What intrigues me about Tanya Tagaq tackling this work is to what degree this newly fashioned context will act as critique, and to what degree it will serve as a remembrance or honouring. I have always believed that festivals are—when at their best—ingenious “context-makers.” Here, Tanya and her collaborators are uncovering and creating new meanings—a new context—for Nanook of the North.
ar·ti·fact also ar·te·fact (ärt-fkt)
n.
1. An object produced or shaped by human craft, especially a tool, weapon, or ornament of archaeological or historical interest.
2. Something viewed as a product of human conception or agency rather than an inherent element: “The very act of looking at a naked model was an artifact of male supremacy.” (Philip Weiss).
3. A structure or feature not normally present but visible as a result of an external agent or action, such as one seen in a microscopic specimen after fixation, or in an image produced by radiology or electrocardiography.
4. An inaccurate observation, effect, or result, especially one resulting from the technology used in scientific investigation or from experimental error: The apparent pattern in the data was an artifact of the collection method.

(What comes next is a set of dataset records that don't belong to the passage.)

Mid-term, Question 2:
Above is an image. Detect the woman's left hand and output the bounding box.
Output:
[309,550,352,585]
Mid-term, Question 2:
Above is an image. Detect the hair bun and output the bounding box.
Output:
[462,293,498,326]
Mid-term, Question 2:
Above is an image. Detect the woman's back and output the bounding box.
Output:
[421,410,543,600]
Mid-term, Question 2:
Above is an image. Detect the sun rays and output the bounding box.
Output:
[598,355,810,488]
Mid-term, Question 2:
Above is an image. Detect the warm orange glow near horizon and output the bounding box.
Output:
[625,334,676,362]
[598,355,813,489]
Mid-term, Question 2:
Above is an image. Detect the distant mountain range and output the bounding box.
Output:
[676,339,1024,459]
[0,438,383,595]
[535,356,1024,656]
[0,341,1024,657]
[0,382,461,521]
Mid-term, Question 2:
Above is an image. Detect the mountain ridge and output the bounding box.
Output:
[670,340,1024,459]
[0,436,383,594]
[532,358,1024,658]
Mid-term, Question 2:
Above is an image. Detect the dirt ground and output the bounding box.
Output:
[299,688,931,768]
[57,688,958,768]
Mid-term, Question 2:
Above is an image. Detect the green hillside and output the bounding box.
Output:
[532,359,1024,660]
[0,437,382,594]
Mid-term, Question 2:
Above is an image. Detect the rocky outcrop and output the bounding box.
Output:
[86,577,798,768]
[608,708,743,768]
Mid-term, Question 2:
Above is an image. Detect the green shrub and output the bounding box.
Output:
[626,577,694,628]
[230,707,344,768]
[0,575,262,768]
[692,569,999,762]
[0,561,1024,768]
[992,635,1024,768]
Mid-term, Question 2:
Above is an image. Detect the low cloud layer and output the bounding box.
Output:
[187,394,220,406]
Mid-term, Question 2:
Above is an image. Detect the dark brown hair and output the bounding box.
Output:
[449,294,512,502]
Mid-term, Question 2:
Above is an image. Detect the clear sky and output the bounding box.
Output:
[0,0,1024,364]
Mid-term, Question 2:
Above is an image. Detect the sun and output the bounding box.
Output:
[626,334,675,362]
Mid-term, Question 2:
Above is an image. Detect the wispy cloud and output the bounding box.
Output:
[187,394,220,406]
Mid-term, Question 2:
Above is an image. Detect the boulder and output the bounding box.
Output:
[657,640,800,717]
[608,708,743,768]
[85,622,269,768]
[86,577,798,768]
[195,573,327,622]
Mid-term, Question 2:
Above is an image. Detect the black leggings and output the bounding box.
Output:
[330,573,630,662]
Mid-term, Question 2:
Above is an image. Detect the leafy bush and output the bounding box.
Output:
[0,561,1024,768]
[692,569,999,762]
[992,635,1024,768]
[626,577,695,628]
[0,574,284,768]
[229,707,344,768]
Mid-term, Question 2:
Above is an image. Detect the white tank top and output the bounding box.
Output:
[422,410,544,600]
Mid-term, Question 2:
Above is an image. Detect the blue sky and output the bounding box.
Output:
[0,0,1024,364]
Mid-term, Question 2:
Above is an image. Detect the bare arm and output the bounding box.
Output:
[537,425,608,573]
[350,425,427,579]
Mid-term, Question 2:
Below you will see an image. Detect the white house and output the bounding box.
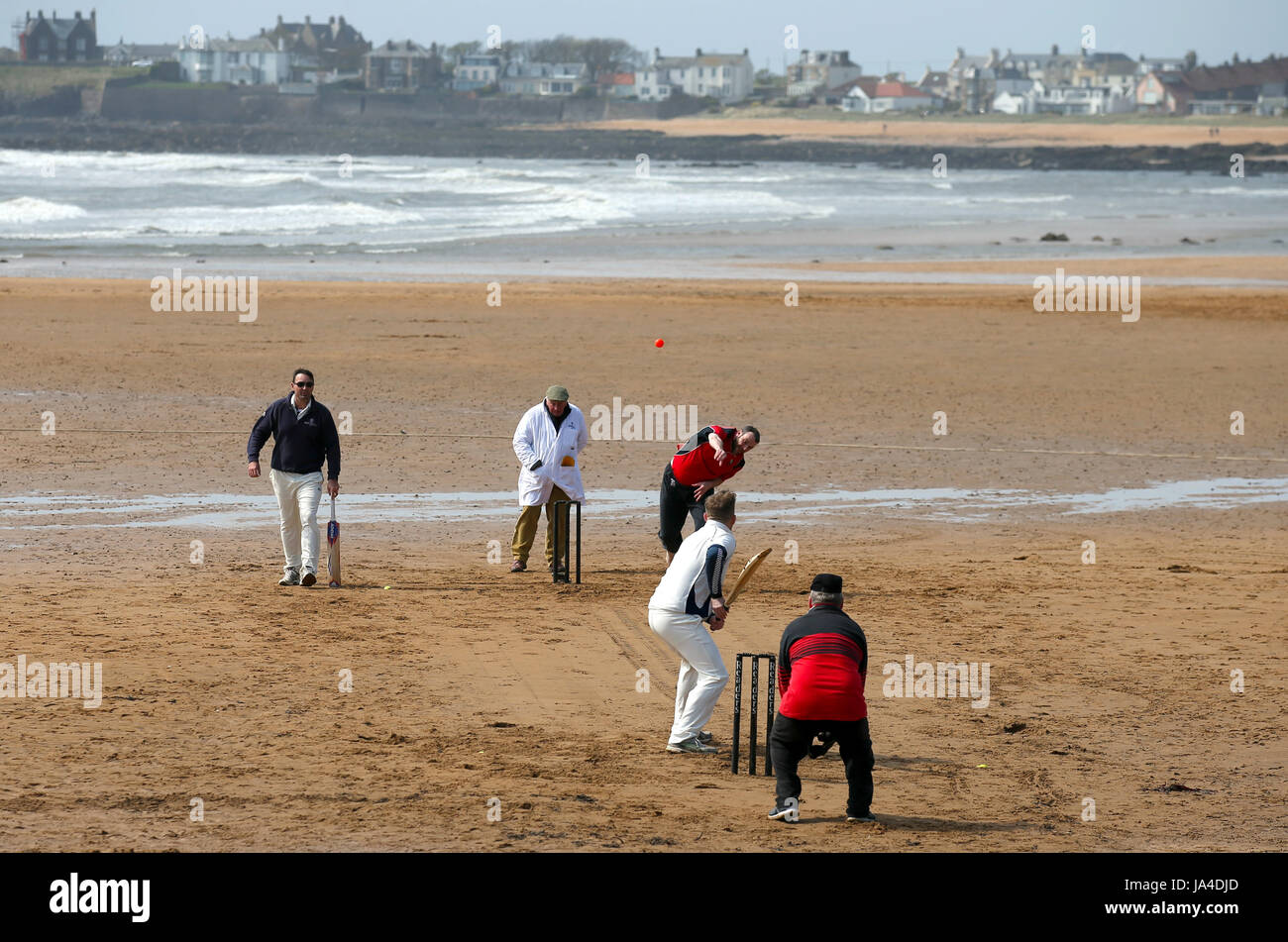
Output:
[175,36,291,85]
[841,80,944,115]
[635,49,755,103]
[992,78,1042,115]
[1033,82,1136,115]
[501,61,590,95]
[452,55,501,91]
[787,49,863,98]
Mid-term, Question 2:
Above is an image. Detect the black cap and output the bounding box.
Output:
[808,573,841,592]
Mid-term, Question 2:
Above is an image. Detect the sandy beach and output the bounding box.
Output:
[567,109,1288,148]
[0,273,1288,852]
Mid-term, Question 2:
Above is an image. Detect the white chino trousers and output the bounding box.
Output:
[268,469,322,576]
[648,609,729,743]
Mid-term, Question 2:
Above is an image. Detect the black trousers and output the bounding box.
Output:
[657,462,707,554]
[769,713,876,816]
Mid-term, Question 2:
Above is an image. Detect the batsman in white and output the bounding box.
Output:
[648,490,738,753]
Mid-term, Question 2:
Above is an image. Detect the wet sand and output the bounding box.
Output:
[568,111,1288,148]
[0,273,1288,851]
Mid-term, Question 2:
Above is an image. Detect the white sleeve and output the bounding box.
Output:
[514,412,537,469]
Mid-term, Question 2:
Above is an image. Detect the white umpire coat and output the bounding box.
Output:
[514,399,590,507]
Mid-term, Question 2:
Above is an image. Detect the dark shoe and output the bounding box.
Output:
[666,736,720,756]
[808,732,836,760]
[769,801,802,823]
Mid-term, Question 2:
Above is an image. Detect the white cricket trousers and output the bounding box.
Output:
[268,469,322,576]
[648,609,729,743]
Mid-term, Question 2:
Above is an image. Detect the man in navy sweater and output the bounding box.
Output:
[246,369,340,585]
[769,573,876,823]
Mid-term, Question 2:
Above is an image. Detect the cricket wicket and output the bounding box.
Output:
[733,653,778,775]
[553,500,581,584]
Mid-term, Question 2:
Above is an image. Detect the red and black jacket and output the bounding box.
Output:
[778,605,868,721]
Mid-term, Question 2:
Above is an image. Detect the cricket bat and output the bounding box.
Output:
[725,550,769,607]
[326,496,340,588]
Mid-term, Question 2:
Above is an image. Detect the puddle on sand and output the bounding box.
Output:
[0,477,1288,530]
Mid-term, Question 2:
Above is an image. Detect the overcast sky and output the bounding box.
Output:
[10,0,1288,73]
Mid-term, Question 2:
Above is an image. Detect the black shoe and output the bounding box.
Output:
[808,732,836,760]
[769,801,802,823]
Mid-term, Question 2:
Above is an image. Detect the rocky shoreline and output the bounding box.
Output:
[0,116,1288,176]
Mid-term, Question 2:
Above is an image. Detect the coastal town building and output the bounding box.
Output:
[452,54,501,91]
[362,40,443,91]
[175,36,291,85]
[1133,57,1288,116]
[787,49,863,98]
[595,72,638,98]
[841,78,943,115]
[635,49,755,104]
[501,61,590,95]
[103,36,179,65]
[18,10,103,61]
[261,14,371,82]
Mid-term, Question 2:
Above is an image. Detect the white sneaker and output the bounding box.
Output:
[666,736,720,754]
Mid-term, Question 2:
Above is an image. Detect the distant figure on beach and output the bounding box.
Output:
[246,369,340,585]
[510,386,590,573]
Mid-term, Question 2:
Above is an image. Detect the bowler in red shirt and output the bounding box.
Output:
[657,425,760,567]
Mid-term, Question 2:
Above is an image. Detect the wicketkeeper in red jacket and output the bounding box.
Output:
[769,573,876,822]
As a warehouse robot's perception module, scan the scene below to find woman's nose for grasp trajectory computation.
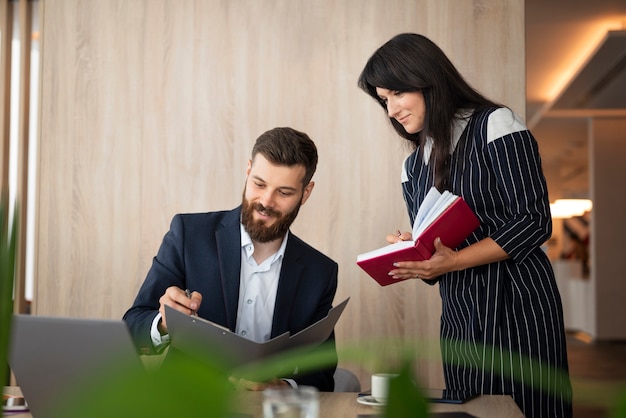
[387,100,398,118]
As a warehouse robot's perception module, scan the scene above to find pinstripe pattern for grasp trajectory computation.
[402,108,572,417]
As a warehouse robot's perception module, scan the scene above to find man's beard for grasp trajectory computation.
[241,190,302,242]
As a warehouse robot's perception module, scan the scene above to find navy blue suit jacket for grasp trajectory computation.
[124,207,338,391]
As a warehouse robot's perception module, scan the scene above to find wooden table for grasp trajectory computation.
[3,387,524,418]
[232,392,524,418]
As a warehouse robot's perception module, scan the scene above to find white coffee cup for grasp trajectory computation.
[372,373,398,403]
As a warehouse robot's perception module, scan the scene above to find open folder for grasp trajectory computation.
[165,298,350,367]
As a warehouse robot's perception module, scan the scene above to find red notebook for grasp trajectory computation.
[356,188,480,286]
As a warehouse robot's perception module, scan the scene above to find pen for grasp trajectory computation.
[185,289,196,315]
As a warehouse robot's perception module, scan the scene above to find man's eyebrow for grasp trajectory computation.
[252,175,299,192]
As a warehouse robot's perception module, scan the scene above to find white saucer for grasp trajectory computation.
[356,396,387,406]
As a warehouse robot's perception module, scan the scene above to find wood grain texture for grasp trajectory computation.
[34,0,524,387]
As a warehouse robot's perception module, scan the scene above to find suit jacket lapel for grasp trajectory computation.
[215,207,241,332]
[272,233,304,338]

The film is an artifact. There are truths in it, just not all the ones Flaherty hoped to construct. While wishful, at times downright racist, the film does live on as a document of another time and place. And if not of a “people,” it is a record of certain persons, not the least being Flaherty himself. (The two Inuit women in the film were, in fact, his common law wives.) Re-considering the film can reveal as much about its times as it does about the true nature of Inuit life at that time.
Indeed, there is a notion of “artifact” that runs through a number of works in the 2014 PuSh Festival, from Nanook of the North, The Pixelated Revolution, Gob Squad’s Kitchen, The Quite Volume, An Evening with William Shatner Asterisk, Seeds, Night, right through to Have I No Mouth. All of these wildly different performances wrestle (even literally) with questions of observation, of authenticity and authorship, of remembrance and of historical, cultural, familial or personal remnants and residue.
The PuSh Festival has steadily upped its commitment to presenting contemporary Aboriginal artists and work that addresses Aboriginal perspectives, issues and history. Our 2014 Festival is no different. Along with Nanook of the North, we have Huff at Cub PuSh and Night at The Roundhouse. For Nanook of the North we chose the refurbished York Theatre. Our two-night presentation in the final week of the Festival will be for many people in attendance the first time they have stepped into the venue; for others it will be a return of sorts to a building they remember from earlier times, under different circumstances and perhaps with different expectations.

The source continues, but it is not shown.